Del Mar Al Lago: Bringing the Beach to the Beehive
Photo: Garret Allen
310 Bugatti Dr.
Salt Lake City
Lunch 11 a.m. – 4 p.m.
Dinner 6 p.m. – 9 p.m.
Lunch 11 a.m. – 4 p.m.
Dinner 6 p.m. – 10 p.m.
Sun. 11 a.m. – 5 p.m.
Despite the cold weather that plagues the Wasatch Front during the beginning of spring, a trip to South Salt Lake’s Del Mar al Lago is a great way to speed up the seasonal transition—or at least fool yourself into thinking that summer has come early. The restaurant specializes in ceviche—a classic and refreshing Peruvian dish, which is a medley of seafood that has been marinated in a lovely mixture of citrus juices and spices (they call it leche de tigre or “tiger’s milk”) until the acidity permeates and cures the seafood. This preparation manages to preserve the meat’s fresh oceanic flavor while bestowing the morsels with a melt-in-your-mouth texture. It’s served chilled with thinly sliced onions and peppers, and each bite brings the diner a little bit closer to their favorite beach.
I’ve had ceviche before and, though I liked it, I thought that the acidity of the marinade overwhelmed the subtle flavor of the fish. This is not the case at Del Mar al Lago. The menu boasts a wide range of ceviche variations, and each one has its own special arsenal of well-balanced flavors. Since the restaurant offers such variety, the Cebiche Fusion ($23) is a great place to start. Touting three different ceviches that capture flavor profiles from three different countries, the Cebiche Fusion also demonstrates Chef Frederick Perez’s alchemical ability to infuse different flavors into the classic ceviche playlist.

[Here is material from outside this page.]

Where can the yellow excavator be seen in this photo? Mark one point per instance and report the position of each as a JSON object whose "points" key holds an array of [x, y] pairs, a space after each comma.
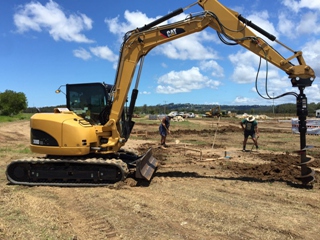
{"points": [[214, 112], [83, 143]]}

Though each ceviche can be ordered individually, it’s much more fun to see a well-laden plate with perfectly formed dollops of mixed seafood ceviche come rolling up to the table. In addition to fresh fish, these ceviches contain marinated calamari and tiny octopi. My favorite of the three was the Cebiche Brasa, in which the classic Tiger’s Milk has been spiked with the smoky flavor of chipotle. Imagine spending a night on the beach while a campfire smolders lazily at your side, and you’ll get the general impression. I also took note of the fact that the octopus and squid—which are so often rubbery messes of disappointment—had achieved an ideal texture. The Cebiche Chifa is topped with a crispy wonton wrapper, which denotes the presence of Asian flavors like sesame and ginger. The ginger and citrus paired nicely together, but, again, were used with the right amount of moderation so the seafood could take center stage.
This ceviche world tour ended with the Cebiche Ghandi, which was very tasty, but my least favorite of the trio. According to the menu, the Cebiche Ghandi was spiced with curry powder, but either the tiger’s milk was too aggressive to let the curry flavor through, or there wasn’t enough of it to make an impression—which was a shame because I think curry would have been an interesting addition to the flavors that were at play.
If the thought of nearly raw fish and seafood doesn’t quite do it for you, Del Mar al Lago offers some other delicious options. For example, the impressively titled Arroz con Pescado al Grill en Salsa de Camarones ($17) was the sleeper hit of the evening. It starts with a generous filet of grilled, market-fresh fish that is slathered in a gorgeous, yellow sauce that is unlike anything I have ever tasted. The unique mixture of seasoning and rich, buttery texture was both unfamiliar and comforting at the same time. The dish comes with a heaping ball of rice that was quickly put to use, sopping up the remaining gravy after the fish and shrimp were long gone.
Like the Cebiche Fusion, The Piqueo Norteño ($19) is a great option for those who want to get a taste of multiple house specialties. The dish includes a serving of Cebiche Classico, a less adventurous but equally delicious alternative to the aforementioned ceviches; Jalea Mixta, a pile of deep-fried calamari, fish and octopus—crispy and light, despite its preparation method; and Arroz con Mariscos, which is a salty and flavorful paella-type dish that is prepared with the usual seafood suspects.
Though Del Mar al Lago prides itself on its selection of seafood, the Lomo Saltado ($14) is a hearty and satisfying option for folks who are craving a bit of red meat. Lomo Saltado is a sizable helping of a beef and vegetable stir-fry served on a bed of house fries and a baseball-sized scoop of white rice. The beef was cooked well, just a bit overdone for my taste, and the stir-fried tomatoes provided a nice pop of sweetness amid the beef’s umami flavors.
Based on my experiences with Del Mar al Lago, it’s no surprise that it has claimed the “Best Discovery” award from Salt Lake Magazine’s prestigious Dining Awards, along with a nod from City Weekly’s Best Of Utah Awards. It’s a great destination for all breeds of diner—from the casual folks who are looking for something unique yet accessible to the hardcore foodies who find themselves jonesing for some expertly prepared ceviche.